Because the cornea continues to change shape, it is important that people with keratoconus have regular examinations to ensure that their contact lenses fit properly. An inproper fitted contact lens can cause abrasions and scarring.

Distortion of vision refers to straight lines not appearing straight, but instead bent, crooked, or wavy. Usually this is caused by damage or breakdown of the macula. The macula is a small, but very important part of the retina representing the central part of your vision where our reading vision and our color vision are received.

Pterygium (Surfer's Eye) most often refers to a benign growth of the conjunctiva (the thin membrane which covers the white portion of the eye) on the cornea.
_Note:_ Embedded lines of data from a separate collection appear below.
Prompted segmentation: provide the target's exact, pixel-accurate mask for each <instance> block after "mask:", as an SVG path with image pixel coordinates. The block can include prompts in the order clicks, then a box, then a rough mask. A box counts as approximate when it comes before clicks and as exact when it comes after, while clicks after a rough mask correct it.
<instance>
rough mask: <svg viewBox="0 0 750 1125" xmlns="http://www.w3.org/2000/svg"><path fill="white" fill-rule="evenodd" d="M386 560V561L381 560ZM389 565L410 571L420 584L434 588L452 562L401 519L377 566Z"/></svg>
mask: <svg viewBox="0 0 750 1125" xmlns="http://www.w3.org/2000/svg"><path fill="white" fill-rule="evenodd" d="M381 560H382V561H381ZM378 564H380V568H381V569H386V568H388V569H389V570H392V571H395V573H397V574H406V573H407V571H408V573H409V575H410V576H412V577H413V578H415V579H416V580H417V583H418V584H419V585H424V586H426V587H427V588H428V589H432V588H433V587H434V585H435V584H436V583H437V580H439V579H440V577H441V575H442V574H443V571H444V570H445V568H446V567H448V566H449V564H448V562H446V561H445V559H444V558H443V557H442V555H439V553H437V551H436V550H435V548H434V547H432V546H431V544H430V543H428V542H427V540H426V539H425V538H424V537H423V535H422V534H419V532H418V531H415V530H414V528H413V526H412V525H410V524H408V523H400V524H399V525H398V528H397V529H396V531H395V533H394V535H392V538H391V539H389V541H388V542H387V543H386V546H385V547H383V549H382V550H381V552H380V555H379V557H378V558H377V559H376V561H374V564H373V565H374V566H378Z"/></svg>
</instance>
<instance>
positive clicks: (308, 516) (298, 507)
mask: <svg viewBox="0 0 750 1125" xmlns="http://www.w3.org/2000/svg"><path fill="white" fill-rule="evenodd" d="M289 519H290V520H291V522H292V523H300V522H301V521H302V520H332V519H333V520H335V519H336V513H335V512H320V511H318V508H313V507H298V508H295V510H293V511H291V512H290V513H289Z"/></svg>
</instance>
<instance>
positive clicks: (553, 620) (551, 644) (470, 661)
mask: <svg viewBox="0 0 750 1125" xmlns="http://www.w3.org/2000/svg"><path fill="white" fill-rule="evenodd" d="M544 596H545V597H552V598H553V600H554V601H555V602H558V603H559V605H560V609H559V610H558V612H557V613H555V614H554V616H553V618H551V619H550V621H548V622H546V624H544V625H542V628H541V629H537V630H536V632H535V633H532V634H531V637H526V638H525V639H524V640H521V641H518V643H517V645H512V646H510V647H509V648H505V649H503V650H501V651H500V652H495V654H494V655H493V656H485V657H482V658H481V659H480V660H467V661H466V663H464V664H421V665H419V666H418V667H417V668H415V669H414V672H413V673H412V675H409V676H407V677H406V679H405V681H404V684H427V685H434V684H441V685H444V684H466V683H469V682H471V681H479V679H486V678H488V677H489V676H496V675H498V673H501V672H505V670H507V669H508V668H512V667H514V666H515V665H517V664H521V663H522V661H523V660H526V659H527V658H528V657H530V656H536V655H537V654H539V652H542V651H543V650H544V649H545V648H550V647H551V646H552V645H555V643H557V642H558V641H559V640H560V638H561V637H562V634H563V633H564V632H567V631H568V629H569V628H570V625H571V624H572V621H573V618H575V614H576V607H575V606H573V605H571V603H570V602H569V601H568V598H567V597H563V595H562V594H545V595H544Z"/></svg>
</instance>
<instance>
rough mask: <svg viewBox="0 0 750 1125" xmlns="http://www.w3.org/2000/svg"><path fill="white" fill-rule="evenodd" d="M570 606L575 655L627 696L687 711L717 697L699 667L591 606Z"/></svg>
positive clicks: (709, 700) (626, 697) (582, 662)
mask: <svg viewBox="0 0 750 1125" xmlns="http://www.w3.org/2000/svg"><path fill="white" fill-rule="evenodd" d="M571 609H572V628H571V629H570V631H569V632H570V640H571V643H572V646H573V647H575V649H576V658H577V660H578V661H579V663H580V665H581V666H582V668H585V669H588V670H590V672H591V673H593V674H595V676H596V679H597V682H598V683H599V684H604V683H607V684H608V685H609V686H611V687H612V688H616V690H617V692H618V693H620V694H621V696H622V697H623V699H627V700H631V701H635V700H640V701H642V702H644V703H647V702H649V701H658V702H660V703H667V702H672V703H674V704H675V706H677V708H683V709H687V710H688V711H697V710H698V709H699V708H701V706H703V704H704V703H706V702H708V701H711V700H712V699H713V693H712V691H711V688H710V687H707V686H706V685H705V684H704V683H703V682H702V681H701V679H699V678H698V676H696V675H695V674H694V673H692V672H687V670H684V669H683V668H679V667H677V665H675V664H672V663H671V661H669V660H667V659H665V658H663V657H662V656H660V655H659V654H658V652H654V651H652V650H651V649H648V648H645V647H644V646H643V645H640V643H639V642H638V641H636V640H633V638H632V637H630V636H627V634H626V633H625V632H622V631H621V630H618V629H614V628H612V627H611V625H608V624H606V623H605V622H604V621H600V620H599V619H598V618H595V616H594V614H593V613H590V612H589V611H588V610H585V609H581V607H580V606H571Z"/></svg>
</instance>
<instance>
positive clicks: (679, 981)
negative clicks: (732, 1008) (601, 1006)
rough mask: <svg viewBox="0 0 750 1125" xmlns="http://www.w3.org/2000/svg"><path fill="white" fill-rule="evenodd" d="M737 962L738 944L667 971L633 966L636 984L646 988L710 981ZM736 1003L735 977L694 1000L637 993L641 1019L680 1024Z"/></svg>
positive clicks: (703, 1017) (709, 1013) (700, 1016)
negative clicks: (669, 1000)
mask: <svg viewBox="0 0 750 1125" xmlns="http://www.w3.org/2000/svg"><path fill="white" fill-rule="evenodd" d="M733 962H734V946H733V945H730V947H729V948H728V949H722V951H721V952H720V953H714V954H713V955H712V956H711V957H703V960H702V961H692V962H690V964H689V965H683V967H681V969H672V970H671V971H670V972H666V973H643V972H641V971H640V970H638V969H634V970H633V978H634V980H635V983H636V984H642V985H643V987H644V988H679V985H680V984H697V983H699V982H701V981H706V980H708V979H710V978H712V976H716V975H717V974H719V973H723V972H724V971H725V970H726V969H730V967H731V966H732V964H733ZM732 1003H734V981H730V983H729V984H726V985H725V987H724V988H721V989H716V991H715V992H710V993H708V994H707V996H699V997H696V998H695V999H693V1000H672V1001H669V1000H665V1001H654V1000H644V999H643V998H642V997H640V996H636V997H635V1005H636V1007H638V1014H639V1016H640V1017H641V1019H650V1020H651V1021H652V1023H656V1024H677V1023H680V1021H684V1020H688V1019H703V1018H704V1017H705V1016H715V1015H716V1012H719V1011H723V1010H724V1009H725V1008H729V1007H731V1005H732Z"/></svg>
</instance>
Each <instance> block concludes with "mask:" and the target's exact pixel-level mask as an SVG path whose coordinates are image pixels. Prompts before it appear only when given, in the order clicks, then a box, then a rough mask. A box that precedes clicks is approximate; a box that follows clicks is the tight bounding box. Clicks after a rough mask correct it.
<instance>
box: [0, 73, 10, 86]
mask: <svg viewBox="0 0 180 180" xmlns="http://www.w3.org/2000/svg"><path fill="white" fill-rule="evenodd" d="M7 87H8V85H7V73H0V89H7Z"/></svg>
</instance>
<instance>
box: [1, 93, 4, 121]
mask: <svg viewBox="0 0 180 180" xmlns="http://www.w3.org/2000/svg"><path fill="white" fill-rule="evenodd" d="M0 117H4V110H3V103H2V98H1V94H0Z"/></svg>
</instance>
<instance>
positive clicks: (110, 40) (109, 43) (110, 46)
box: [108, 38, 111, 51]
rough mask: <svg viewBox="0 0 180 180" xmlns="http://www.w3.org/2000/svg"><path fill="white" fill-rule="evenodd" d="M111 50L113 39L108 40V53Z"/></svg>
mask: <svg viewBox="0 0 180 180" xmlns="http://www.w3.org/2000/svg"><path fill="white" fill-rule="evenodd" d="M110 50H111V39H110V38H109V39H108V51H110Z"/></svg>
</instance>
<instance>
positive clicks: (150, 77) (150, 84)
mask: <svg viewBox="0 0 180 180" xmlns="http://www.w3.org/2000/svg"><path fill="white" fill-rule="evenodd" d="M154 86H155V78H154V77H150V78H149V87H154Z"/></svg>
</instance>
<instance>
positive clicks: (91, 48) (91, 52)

It is a triangular shaped lump of tissue. A pterygium commonly grows from the side of the eye closer to the nose. It is thought to be caused by ultraviolet radiation in hot dry climates with low humidity and dust. Pterygia are not dangerous, although they appear ugly and cause some discomfort. The main problem with Pterygia is that as they grow on the cornea causing images to become distorted thus interfering with vision. If the Pterygium grows on to the central part of the cornea, it causes the blockage of light from entering the eye. The problem may occur on one or both eyes.

The vitreous is a gel-like fluid which fills most of the eye. As people age, this vitreous becomes more and more liquefied. This is a common degenerative change. At some point in a person's life, the vitreous liquefies enough to shift its position in the eye. When this occurs, the back edge of the vitreous jelly pulls forward away from the retina. This is referred to as a "vitreous detachment". As the vitreous detaches, it tugs on the retina and flashes of light is perceived to appear in the corner of the eye. Debris pulled from the optic nerve and retina are then seen as floaters. This can be described as a cobweb, a net, a string, or a fly over the vision.